Yes, sure! You'd have a swell time if you had to eat the truck that
new steward hands out to us at the Athletic Club! But I certainly
do feel out of sorts, this morning. Funny, got a pain down here on
the left side-but no, that wouldn't be appendicitis, would it? Last
night, when I was driving over to Verg Gunch's, I felt a pain in my
stomach, too. Right here it was-kind of a sharp shooting pain. I-
Where'd that dime go to? Why don't you serve more prunes at
breakfast? Of course I eat an apple every evening-an apple a day
keeps the doctor away-but still, you ought to have more prunes, and
not all these fancy doodads."
"The last time I had prunes you didn't eat them."
"Well, I didn't feel like eating 'em, I suppose. Matter of
fact, I think I did eat some of 'em. Anyway-I tell you it's mighty
important to-I was saying to Verg Gunch, just last evening, most
people don't take sufficient care of their diges-"
"Shall we have the Gunches for our dinner, next week?"
"Why sure; you bet."
"Now see here, George: I want you to put on your nice
dinner-jacket that evening."
"Rats! The rest of 'em won't want to dress."

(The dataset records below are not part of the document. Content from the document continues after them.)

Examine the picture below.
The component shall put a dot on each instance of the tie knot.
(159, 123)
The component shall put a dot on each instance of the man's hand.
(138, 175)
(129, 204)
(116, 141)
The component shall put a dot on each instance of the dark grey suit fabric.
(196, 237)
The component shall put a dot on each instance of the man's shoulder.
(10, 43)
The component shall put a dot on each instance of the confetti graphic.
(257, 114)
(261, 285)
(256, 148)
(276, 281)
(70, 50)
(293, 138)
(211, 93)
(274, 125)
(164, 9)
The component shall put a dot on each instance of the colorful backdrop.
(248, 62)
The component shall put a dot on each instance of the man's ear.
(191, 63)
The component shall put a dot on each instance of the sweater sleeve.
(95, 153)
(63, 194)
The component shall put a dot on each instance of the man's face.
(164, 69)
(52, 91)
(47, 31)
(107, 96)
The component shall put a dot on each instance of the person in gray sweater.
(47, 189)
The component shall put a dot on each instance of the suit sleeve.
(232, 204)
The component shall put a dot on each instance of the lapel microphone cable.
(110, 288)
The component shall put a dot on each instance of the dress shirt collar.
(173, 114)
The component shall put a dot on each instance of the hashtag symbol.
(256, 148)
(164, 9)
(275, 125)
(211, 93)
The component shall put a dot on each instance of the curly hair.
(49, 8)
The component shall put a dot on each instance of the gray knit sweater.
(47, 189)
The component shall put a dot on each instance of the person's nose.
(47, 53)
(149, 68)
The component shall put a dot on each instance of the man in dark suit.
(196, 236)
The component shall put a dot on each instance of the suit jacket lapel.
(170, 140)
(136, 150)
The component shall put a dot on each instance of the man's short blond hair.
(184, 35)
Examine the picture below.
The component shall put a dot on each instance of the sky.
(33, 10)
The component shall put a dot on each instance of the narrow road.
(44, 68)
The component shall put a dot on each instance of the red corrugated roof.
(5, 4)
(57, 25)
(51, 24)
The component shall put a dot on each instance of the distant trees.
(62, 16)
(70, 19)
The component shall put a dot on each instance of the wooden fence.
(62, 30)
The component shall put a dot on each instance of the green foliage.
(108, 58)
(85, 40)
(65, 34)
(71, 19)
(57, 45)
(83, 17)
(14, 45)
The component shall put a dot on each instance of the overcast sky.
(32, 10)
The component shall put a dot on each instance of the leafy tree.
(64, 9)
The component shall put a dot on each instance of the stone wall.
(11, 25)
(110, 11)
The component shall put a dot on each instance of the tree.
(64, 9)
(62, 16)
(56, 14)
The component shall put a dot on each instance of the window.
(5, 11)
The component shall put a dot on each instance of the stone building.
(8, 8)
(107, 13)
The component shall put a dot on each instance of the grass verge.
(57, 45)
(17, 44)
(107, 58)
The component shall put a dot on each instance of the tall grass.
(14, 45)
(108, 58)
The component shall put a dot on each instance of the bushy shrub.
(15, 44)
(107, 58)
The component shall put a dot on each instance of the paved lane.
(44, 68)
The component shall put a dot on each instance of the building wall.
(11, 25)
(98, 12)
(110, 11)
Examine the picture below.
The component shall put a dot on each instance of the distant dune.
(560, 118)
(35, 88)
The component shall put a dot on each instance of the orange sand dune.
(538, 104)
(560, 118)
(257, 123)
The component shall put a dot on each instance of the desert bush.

"Of course they will. You remember when you didn't dress
for the Littlefields' supper-party, and all the rest did, and how
embarrassed you were."
"Embarrassed, hell! I wasn't embarrassed. Everybody knows I
can put on as expensive a Tux. as anybody else, and I should worry
if I don't happen to have it on sometimes. All a darn nuisance,
anyway. All right for a woman, that stays around the house all the
time, but when a fellow's worked like the dickens all day, he
doesn't want to go and hustle his head off getting into the
soup-and-fish for a lot of folks that he's seen in just reg'lar
ordinary clothes that same day."
"You know you enjoy being seen in one. The other evening
you admitted you were glad I'd insisted on your dressing. You said
you felt a lot better for it. And oh, Georgie, I do wish you
wouldn't say 'Tux.' It's 'dinner-jacket.'"
"Rats, what's the odds?"
"Well, it's what all the nice folks say. Suppose Lucile
McKelvey heard you calling it a 'Tux.'"
"Well, that's all right now! Lucile McKelvey can't pull
anything on me! Her folks are common as mud, even if her husband
and her dad are millionaires! I suppose you're trying to rub in
your exalted social position! Well, let me tell you that
your revered paternal ancestor, Henry T., doesn't even call it a
'Tux.'! He calls it a 'bobtail jacket for a ringtail monkey,' and
you couldn't get him into one unless you chloroformed him!"
"Now don't be horrid, George."
"Well, I don't want to be horrid, but Lord! you're getting
as fussy as Verona. Ever since she got out of college she's been
too rambunctious to live with-doesn't know what she wants-well, I
know what she wants!-all she wants is to marry a millionaire, and
live in Europe, and hold some preacher's hand, and simultaneously
at the same time stay right here in Zenith and be some blooming
kind of a socialist agitator or boss charity-worker or some damn
thing! Lord, and Ted is just as bad! He wants to go to college, and
he doesn't want to go to college. Only one of the three that knows
her own mind is Tinka. Simply can't understand how I ever came to
have a pair of shillyshallying children like Rone and Ted. I may
not be any Rockefeller or James J. Shakespeare, but I certainly do
know my own mind, and I do keep right on plugging along in the
office and- Do you know the latest? Far as I can figure out, Ted's
new bee is he'd like to be a movie actor and-And here I've told him
a hundred times, if he'll go to college and law-school and make
good, I'll set him up in business and- Verona just exactly as bad.
Doesn't know what she wants. Well, well, come on! Aren't you ready
yet? The girl rang the bell three minutes ago."